It’s not been a great week for online gambling security issues. Earlier this week, Bitcoin online poker site SealsWithClubs was forced to switch servers after a suspected distributed denial of service (DDOS) attack on its data center. Then Bitcoin gambling site SatoshiDice was knocked offline by a similar attack, although site creator and former owner Erik Voorhees told CoinDesk that the attackers had “largely wasted their money” given that the site is merely a conduit for info regarding betting stats and isn’t required for the actual placing of wagers. To truly gum up the works, Voorhees said would-be attackers would “have to launch an attack against the whole Bitcoin network.” Attention US Department of Justice: we believe the gauntlet has been thrown down…
A far more unusual and compelling piece of technical skullduggery appears to have gone down in Spain this week on the fringes of the European Poker Tour Barcelona tournament. On Thursday, two poker players reported having their rooms at the Hotel Arts broken into, resulting in the apparent theft of their laptops, only to have the laptops mysteriously reappear inside the rooms mere minutes after reporting the theft to hotel management. A full account of the shenanigans has been posted in the 2+2 forums, and while lengthy, it’s worth the read.
In a nutshell, here’s what happened. Finnish player Jens ‘Jeans’ Kyllönen leaves laptop in hotel room as he goes to participate in tournament. Jens returns, discovers his room key doesn’t work. He goes down to reception, gets his key recoded, which gets him back into his room, where he notices his laptop is missing. He goes to casino to check whether his poker buddy/roommate had borrowed the laptop, gets a ‘no’ answer, returns to hotel room to find laptop has magically reappeared.
Jens switches on laptop, gets Windows warning that machine has been tinkered with. He goes out for an hour, returns to find door key once again inoperable, goes back to reception, gets key recoded for the second time. Once back in hotel room, he discovers laptop has again vanished. Hotel later reports laptop having been turned in to security, and Jens discovers laptop now starts up just fine, but no longer asks for his password.

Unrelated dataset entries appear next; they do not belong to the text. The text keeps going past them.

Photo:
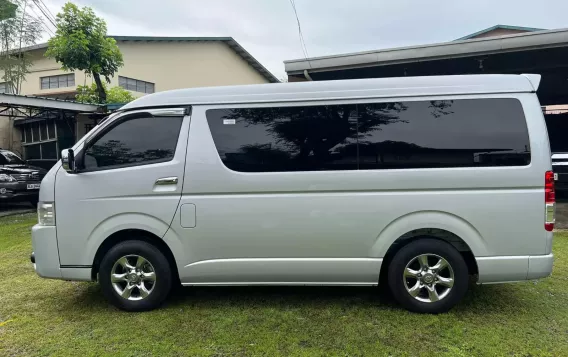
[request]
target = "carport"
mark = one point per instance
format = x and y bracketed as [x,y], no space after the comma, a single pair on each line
[38,128]
[543,52]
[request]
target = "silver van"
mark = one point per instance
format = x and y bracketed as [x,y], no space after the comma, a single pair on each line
[415,182]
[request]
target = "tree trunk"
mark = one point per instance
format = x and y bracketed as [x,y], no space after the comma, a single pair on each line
[100,88]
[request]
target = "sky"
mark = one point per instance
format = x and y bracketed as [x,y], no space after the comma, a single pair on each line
[268,29]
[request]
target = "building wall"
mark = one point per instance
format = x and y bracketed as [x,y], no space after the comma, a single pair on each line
[169,65]
[174,65]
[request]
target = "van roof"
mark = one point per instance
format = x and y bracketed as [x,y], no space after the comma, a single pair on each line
[342,89]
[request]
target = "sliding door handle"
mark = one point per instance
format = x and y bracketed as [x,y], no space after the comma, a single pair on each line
[167,181]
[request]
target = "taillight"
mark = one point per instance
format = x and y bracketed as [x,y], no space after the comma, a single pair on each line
[549,201]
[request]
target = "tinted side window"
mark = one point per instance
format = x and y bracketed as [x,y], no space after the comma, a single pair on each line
[395,135]
[446,133]
[309,138]
[135,142]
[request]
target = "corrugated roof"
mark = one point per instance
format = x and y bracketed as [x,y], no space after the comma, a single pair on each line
[42,102]
[504,27]
[234,45]
[435,51]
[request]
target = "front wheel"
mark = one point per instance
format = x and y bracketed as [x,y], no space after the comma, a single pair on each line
[135,276]
[428,276]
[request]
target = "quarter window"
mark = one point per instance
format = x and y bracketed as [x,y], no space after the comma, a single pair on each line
[135,141]
[372,136]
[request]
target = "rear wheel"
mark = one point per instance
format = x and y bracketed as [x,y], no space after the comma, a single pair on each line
[135,276]
[428,276]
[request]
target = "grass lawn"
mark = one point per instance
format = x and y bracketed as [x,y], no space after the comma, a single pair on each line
[49,317]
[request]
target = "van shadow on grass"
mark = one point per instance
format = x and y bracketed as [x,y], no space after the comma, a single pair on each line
[478,300]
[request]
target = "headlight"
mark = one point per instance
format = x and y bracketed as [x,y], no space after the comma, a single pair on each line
[6,178]
[46,213]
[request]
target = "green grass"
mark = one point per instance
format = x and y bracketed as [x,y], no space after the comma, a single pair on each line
[49,317]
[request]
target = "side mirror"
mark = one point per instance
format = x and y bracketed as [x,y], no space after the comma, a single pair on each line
[68,160]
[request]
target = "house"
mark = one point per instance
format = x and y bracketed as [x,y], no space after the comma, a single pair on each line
[151,64]
[498,49]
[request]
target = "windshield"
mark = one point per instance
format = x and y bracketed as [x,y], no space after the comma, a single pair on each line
[9,158]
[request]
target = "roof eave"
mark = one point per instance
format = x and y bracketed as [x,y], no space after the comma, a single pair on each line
[453,49]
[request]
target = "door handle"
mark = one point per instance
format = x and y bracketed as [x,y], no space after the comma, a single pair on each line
[167,181]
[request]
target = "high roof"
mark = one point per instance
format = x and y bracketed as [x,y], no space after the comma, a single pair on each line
[342,89]
[234,45]
[498,27]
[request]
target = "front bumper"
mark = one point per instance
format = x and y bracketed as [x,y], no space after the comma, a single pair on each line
[45,257]
[18,191]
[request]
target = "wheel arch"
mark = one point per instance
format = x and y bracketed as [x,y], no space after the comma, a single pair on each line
[133,234]
[430,224]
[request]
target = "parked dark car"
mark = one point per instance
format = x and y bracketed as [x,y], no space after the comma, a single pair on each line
[560,169]
[19,182]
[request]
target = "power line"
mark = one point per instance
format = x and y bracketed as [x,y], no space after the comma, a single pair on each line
[42,21]
[48,12]
[45,13]
[300,34]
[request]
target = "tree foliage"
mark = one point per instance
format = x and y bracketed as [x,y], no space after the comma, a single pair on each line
[89,94]
[81,43]
[18,29]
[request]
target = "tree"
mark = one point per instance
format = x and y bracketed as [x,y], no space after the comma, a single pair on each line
[18,29]
[81,43]
[89,94]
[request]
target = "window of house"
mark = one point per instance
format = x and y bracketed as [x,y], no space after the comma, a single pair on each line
[39,140]
[394,135]
[5,87]
[136,141]
[59,81]
[135,85]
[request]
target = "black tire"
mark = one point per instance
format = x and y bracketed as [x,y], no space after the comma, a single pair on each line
[163,275]
[428,246]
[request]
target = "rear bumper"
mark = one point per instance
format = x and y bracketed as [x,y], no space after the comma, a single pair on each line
[513,268]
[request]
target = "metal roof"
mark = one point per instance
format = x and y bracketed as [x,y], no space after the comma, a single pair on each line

Later on, Jens bumps into fellow player Ignat Liviu in elevator, mentions that his laptop had been stolen and returned. Liviu says ‘me too.’ They learn that they each received phone calls at odd hours of the day, apparently trying to determine whether the room was occupied and, if so, when it wouldn’t be occupied.
There are unconfirmed reports that other players have experienced similar shenanigans during the EPT stop. The suspicion is that someone with a knowledge of which hotel guests were bona fide high-stakes online poker players hatched a plan to secretly install Trojan software on the players’ computers, which could then be used to read the players’ hole cards during online play or capture passwords to all manner of online accounts.
According to Jens’ recounting of his adventures, the actions of hotel staff/security throughout the entire process can be characterized as (at best) unhelpful or (at worst) obstructive, including multiple claims of malfunctioning security cameras at key moments/locations. As the tournament is put on by PokerStars, player liaison Lee Jones soon got involved, publicly confirming the veracity of the two cases, that Barcelona police had been alerted and that the hotel staff was belatedly treating the matter more seriously. On Friday, Liviu told PokerNews that hotel security had managed to track down a video image of the alleged laptop thief in action. Regardless, this may be the first poker tournament in history in which ‘winning’ is defined as not having to wipe your hard drive.